Regarding general COVID fatigue, “there are ways to combat this feeling,” Pagliaroli said.

She advises healthcare providers to acknowledge the hardships many people face and to seek their input. Providers also need to “make sure people have accurate information about what is happening in their community” which may help people remain engaged.

While many people turn to virtual versions of what they want to do—virtual concerts, virtual work meetings, virtual events — this too can become wearisome.

“There are lots of activities that are not as good as doing it live with your friends,” said Douglas Goldschmidt, licensed clinical social worker practicing in Syracuse.

Though virtual participation is not as good as in person, he added that it is better than doing nothing at all.

Feeling disappointment in going virtual may particularly goad people who feel like they’re missing out on a life experience they will not have again, such as college students who forgo typical dorm life and collegiate activities.

“This is a major part of college life and development, but that’s too bad,” Goldschmidt said. “There’s an epidemic going on. I think what we’ll see is as the pandemic goes on, they’ll get more sophisticated as to what can be allowed with a reasonable amount of safety which we didn’t have months ago. We’ll look at ways of minimizing the level of infection. Hopefully, they’ll become more skillful in allowing social activities.”

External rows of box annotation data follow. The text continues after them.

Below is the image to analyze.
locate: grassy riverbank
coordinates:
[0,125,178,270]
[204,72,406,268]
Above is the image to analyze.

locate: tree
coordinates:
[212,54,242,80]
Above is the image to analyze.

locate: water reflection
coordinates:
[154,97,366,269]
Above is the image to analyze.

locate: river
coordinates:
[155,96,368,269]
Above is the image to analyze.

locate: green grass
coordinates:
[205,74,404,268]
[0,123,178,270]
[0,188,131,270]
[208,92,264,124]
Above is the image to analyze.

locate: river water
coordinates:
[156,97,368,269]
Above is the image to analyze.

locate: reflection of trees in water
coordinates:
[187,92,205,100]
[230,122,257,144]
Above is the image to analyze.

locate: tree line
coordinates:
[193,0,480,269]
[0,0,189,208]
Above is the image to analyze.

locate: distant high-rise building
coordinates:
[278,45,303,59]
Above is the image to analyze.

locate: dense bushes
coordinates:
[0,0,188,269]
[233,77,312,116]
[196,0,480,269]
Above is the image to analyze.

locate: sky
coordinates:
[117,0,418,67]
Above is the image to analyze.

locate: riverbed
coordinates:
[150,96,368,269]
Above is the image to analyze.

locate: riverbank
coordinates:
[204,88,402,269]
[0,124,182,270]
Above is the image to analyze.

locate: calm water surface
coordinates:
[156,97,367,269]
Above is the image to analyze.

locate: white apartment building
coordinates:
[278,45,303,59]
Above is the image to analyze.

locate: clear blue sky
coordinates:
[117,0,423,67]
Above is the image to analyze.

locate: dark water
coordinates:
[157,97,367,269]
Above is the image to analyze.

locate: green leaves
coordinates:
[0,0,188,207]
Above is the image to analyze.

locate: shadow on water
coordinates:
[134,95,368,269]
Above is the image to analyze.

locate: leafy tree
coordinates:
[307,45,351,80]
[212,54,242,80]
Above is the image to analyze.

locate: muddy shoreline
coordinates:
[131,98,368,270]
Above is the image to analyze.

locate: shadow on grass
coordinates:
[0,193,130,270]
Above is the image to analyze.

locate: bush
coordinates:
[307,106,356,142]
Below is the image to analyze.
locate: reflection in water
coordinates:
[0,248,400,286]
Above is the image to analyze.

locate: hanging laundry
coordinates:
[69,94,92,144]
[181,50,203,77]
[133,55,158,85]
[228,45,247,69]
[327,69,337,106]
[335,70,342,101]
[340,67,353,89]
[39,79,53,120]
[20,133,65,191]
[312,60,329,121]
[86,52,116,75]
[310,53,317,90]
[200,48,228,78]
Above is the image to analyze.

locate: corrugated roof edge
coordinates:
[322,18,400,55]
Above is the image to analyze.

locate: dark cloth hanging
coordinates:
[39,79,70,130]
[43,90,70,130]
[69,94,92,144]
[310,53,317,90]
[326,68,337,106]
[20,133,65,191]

The fear of missing out — abbreviated as FOMO in social media parlance — is all too real for collegians. Goldschmidt said that because young adult’s brains do not entirely finish developing a full sense of morality and moral responsibility until age 23 or 24, it could explain why this age group has struggled to resist COVID fatigue and to comply with safety guidelines.

“They get it intellectually,” he said. “They know they’ll die someday. But they don’t really get it. They go out to a party and don’t think about that they could give COVID to anyone else in the dorm or their parents. It’s a different sense of responsibility.”

Jennifer R. Winiarczyk-Nalle, board-certified psychiatric mental health nurse practitioner with Loretto, said that the social aspects of the pandemic are behind many people’s COVID fatigue.

“We’re social beings,” she said. “It’s so hard to be told you can’t socialize. It does feel stifling, overwhelming and depressing, but we’re all in this together.”

The feelings may prove especially difficult during the holiday season; however, finding new ways to safely celebrate may help.

“I know one of the things I’m doing is Christmas cards for all my patients — the first time I’ve done something like that,” Winiarczyk-Nalle said.

She encourages people to limit social media and instead revisit things they have not done in a long time, like send physical Christmas cards, bake special treats and watch feel-good festive movies at home.

“Use Facetime and Skype to visit with family that you can’t be with,” she said. “I love Facetime and Skype and I never liked them before this. If you don’t have that availability, use the telephone to stay connected.”

Self-care steps like eating right, keeping a regular sleep schedule and taking time to manage stress in a healthful way can also minimize the effects of COVID fatigue because they offer some control over life and provide structure and routine.

“I’ve heard from people that they’ve been in their PJs for a month and then they’re not eating well and they’re staying up late and not sleeping well,” Winiarczyk-Nalle said.

She advises limiting social media to avoid the negativity that it provides.

Showing a little kindness to yourself can also help, as a little treat or something to look forward to can break up the monotony.

It’s also vital to remember that others are struggling, too. Reach out to friends and family members to ask how they’re doing. Chances are, they feel how you do.